Junior achievers

Fellow, felony: Bites would rather be telling this story the other way around—first the politics and then the grand theft, forgery and embezzlement. But, perhaps fortunately for Julio Velazquez, his chronology starts with the corruption before it ever gets to the … well, the other, more tolerated kind of corruption.

Velazquez is the just-graduated California State University, Sacramento, alum who was charged last month with 16 felony crimes, 14 of which were forgery. The Sacramento County district attorney’s office accused him of stealing $18,125 over a period of two years from the Associated Students over at CSUS. For a time, Velazquez, now 25 ripe years old, was in charge of a $160,000-per-year budget to fund student leadership activities and award dollars to campus clubs. Instead, according to the court file, he assumed aliases and made checks out to himself. $1,500 here. $750 there.

The politics? Well, Velazquez was, until just recently, a Senate fellow, working in the hallowed halls under the Capitol dome for none other than Sacramento Senator and Secretary of State-hopeful Deborah Ortiz. CSUS’s previously prestigious fellows program launches the careers of many politicians and Capitol staffers.

Velazquez was also previously president of the inaugural chapter of the Epsilon Sigma Rho Fraternity—in which he was known as “Sho-Time.” Doesn’t quite have the same ring as “the Hammer,” but it’s a start.

The whipper-snapper ticket: Speaking of budding pols, reader Don Winters reacted to our column last week about would-be Davis City Council member Rob Roy (see “Man on fire,” SN&R Bites, February 16), by penning a reminder that Roy is not the only young person seeking elected office in Davis.

“Lest your readers are misled into thinking all young city council candidates in Davis ‘drink urine-laced beer or light their pubes on fire,’ one young man in Davis, 27-year old Lamar Heystek is making a serious 2nd bid to fill a city council seat.”

Not at all, Don. Bites only meant that the most interesting candidates do those things.

In fact, Bites couldn’t find anything too seedy about Heystek, though the campaign is still young. He’s worked as a clerk at Safeway, was a vocal opponent to Measure X (which would have approved Covell Village) and already sits on a bunch of local boards and commissions. “Lamar has all the hallmarks of a dedicated public servant and inspirational leader for the next generation of citizens and voters,” wrote Winters.

To be honest, Bites is reluctant to endorse the candidacy of any goody-two-shoes. But if messieurs Roy and Heystek can get 20-somethings to the polls, it’s all good.

Preposterous proposition: Then there’s Earl Withycombe, who, while one of the hepper cats that Bites knows, is no babe in the woods. In fact, he’s a scientist and an accomplished bullshit detector—serving on the board of Breathe California and as the treasurer of the Environmental Council of Sacramento (ECOS).

Like most of us, Withycombe gets a lot of e-mails from certain Nigerian businessmen with financial offers that sound too good to be true.
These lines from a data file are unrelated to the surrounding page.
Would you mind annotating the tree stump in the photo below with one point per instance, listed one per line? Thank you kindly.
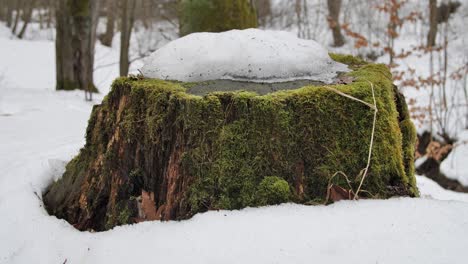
(156, 151)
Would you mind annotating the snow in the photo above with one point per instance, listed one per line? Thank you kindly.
(455, 166)
(243, 55)
(41, 130)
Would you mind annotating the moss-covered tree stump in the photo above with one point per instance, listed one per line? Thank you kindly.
(155, 151)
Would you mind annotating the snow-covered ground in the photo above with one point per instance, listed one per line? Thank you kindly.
(41, 129)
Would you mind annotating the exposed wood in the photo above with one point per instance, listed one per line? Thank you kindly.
(128, 13)
(431, 36)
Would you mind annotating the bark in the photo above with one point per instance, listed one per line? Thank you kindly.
(107, 37)
(334, 7)
(298, 9)
(27, 14)
(154, 151)
(17, 16)
(263, 8)
(9, 13)
(432, 34)
(128, 13)
(76, 35)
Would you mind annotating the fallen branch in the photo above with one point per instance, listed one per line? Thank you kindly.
(363, 172)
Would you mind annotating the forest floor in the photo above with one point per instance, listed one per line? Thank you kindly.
(41, 129)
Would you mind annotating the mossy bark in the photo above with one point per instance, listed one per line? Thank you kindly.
(215, 15)
(154, 151)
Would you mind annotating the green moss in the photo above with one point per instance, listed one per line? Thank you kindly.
(238, 138)
(230, 143)
(353, 62)
(215, 15)
(273, 190)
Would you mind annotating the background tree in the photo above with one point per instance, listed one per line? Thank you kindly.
(334, 7)
(431, 36)
(76, 35)
(107, 37)
(27, 14)
(215, 15)
(263, 8)
(128, 13)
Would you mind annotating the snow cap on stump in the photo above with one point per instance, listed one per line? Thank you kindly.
(242, 55)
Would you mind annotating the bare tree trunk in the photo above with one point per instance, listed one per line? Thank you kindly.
(3, 10)
(9, 13)
(76, 26)
(128, 12)
(17, 16)
(27, 13)
(334, 7)
(431, 36)
(263, 8)
(106, 38)
(298, 9)
(50, 12)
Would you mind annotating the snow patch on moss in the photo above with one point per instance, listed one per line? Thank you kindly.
(242, 55)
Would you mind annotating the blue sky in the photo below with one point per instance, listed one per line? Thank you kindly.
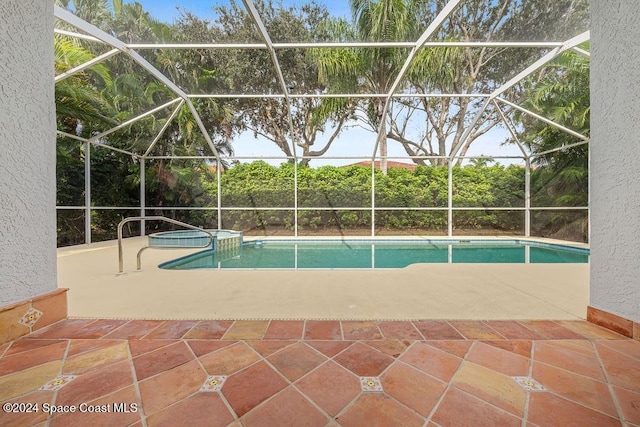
(167, 10)
(353, 142)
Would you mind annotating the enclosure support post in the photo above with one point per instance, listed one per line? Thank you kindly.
(295, 198)
(87, 192)
(143, 193)
(527, 197)
(450, 199)
(219, 191)
(373, 198)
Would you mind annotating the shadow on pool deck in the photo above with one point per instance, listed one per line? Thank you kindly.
(425, 291)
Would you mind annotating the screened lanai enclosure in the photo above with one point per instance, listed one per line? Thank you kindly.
(296, 118)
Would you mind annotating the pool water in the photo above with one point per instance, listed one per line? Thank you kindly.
(362, 254)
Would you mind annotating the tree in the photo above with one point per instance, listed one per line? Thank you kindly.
(252, 72)
(561, 92)
(371, 70)
(476, 70)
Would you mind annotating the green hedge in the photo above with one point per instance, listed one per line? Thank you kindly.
(328, 195)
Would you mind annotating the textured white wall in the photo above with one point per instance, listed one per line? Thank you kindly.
(27, 151)
(615, 157)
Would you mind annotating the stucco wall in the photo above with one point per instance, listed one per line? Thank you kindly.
(27, 151)
(615, 157)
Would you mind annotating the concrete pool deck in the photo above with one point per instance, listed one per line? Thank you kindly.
(421, 291)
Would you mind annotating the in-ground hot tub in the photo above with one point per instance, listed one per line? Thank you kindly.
(222, 239)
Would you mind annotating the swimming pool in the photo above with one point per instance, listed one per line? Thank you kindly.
(375, 254)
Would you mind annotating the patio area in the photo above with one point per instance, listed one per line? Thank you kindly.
(419, 291)
(321, 373)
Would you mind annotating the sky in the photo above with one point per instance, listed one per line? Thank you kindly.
(354, 142)
(167, 10)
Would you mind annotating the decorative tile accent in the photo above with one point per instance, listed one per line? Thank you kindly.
(529, 384)
(30, 317)
(370, 384)
(57, 383)
(213, 383)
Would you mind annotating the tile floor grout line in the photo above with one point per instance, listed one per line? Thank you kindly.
(419, 331)
(426, 421)
(621, 353)
(285, 378)
(190, 329)
(484, 322)
(121, 326)
(220, 394)
(456, 329)
(527, 399)
(614, 397)
(7, 348)
(583, 336)
(60, 372)
(153, 330)
(449, 385)
(233, 322)
(380, 330)
(605, 381)
(136, 386)
(534, 332)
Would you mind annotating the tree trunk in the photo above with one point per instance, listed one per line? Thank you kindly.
(382, 146)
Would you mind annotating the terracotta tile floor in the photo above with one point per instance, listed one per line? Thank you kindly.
(319, 373)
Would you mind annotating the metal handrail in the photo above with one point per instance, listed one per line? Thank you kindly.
(156, 218)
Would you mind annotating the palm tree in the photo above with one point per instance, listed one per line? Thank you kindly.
(561, 92)
(370, 70)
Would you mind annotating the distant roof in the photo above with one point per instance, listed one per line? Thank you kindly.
(390, 164)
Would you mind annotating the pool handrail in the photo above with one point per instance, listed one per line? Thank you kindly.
(156, 218)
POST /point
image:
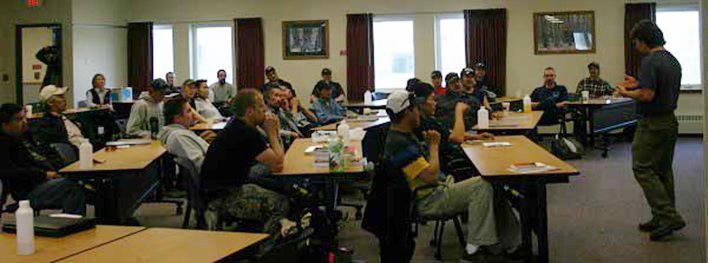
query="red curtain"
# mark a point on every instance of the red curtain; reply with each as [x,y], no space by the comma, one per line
[485,41]
[139,56]
[634,13]
[250,53]
[360,55]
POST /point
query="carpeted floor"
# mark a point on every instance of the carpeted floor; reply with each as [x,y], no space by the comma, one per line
[591,219]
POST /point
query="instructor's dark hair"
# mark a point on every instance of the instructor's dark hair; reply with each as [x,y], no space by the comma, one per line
[649,33]
[8,111]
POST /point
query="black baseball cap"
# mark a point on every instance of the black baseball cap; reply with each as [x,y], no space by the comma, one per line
[436,74]
[159,85]
[422,90]
[450,77]
[467,72]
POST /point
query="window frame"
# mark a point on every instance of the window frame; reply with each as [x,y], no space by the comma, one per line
[437,32]
[174,52]
[683,7]
[193,43]
[394,18]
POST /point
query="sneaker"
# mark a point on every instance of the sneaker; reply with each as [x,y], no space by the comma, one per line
[482,255]
[648,226]
[663,231]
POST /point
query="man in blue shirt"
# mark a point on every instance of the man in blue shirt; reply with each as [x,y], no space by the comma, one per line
[326,108]
[656,92]
[550,98]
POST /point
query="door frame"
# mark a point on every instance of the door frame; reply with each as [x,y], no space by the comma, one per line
[18,55]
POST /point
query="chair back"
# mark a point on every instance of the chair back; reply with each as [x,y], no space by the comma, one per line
[193,183]
[67,152]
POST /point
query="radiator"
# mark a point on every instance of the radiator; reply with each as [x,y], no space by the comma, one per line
[690,124]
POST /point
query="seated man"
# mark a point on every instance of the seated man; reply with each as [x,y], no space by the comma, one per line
[54,127]
[275,81]
[445,111]
[305,118]
[189,93]
[436,79]
[26,174]
[148,109]
[274,99]
[327,109]
[176,136]
[594,84]
[550,98]
[491,220]
[226,172]
[221,91]
[204,106]
[337,91]
[451,137]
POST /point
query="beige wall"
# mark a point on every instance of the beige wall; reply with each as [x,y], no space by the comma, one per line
[14,13]
[523,70]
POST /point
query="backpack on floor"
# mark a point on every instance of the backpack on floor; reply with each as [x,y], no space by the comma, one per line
[565,148]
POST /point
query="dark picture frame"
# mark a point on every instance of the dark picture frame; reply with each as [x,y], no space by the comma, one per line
[570,32]
[307,39]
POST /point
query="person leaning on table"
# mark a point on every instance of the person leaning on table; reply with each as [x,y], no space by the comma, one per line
[656,91]
[491,220]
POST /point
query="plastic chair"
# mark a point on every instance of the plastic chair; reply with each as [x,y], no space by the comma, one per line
[195,201]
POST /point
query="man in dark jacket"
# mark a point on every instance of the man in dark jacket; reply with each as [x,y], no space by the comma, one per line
[26,174]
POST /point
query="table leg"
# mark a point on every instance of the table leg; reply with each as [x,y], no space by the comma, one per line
[526,222]
[542,222]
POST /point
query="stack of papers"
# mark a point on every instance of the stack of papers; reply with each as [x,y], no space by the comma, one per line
[496,144]
[535,167]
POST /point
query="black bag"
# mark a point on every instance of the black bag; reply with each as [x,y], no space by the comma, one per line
[564,148]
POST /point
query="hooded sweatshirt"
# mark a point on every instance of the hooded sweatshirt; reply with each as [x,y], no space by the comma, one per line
[142,111]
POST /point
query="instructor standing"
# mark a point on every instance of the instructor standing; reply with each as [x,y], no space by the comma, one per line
[656,92]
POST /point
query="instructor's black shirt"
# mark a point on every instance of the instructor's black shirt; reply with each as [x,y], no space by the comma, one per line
[661,72]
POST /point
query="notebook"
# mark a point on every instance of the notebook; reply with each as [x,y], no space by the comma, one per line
[54,226]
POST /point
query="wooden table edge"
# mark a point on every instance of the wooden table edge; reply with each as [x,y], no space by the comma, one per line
[99,245]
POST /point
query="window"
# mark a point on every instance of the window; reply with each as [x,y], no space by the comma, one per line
[450,43]
[212,51]
[680,26]
[394,59]
[162,51]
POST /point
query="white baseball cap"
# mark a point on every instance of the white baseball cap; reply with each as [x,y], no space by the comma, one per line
[51,90]
[398,101]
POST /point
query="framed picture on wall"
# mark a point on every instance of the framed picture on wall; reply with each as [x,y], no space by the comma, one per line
[306,39]
[564,32]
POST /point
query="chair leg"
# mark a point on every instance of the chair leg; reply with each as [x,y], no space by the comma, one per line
[458,229]
[438,252]
[433,240]
[187,215]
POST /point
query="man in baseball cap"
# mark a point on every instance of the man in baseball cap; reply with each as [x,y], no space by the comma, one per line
[275,81]
[474,196]
[337,90]
[54,127]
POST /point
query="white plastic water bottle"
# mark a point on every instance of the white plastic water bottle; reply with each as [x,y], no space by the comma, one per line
[343,131]
[85,154]
[24,217]
[527,103]
[482,118]
[367,97]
But he was surprised last week to get an actual call at work from a real live person, claiming to be a Nigerian businessman, with a lucrative proposition.

“I didn’t understand what he was saying at first,” Withycombe said, explaining that the man had a thick accent. “He asked if I was the treasurer of ECOS.” Then he asked for $50,000. “He said I could expect a significant return. I told him I didn’t have $50,000.”

Withycombe laughed and hung up the phone, wondering how the caller came up with his name and number. “I guess he thought I was in charge of a treasury.”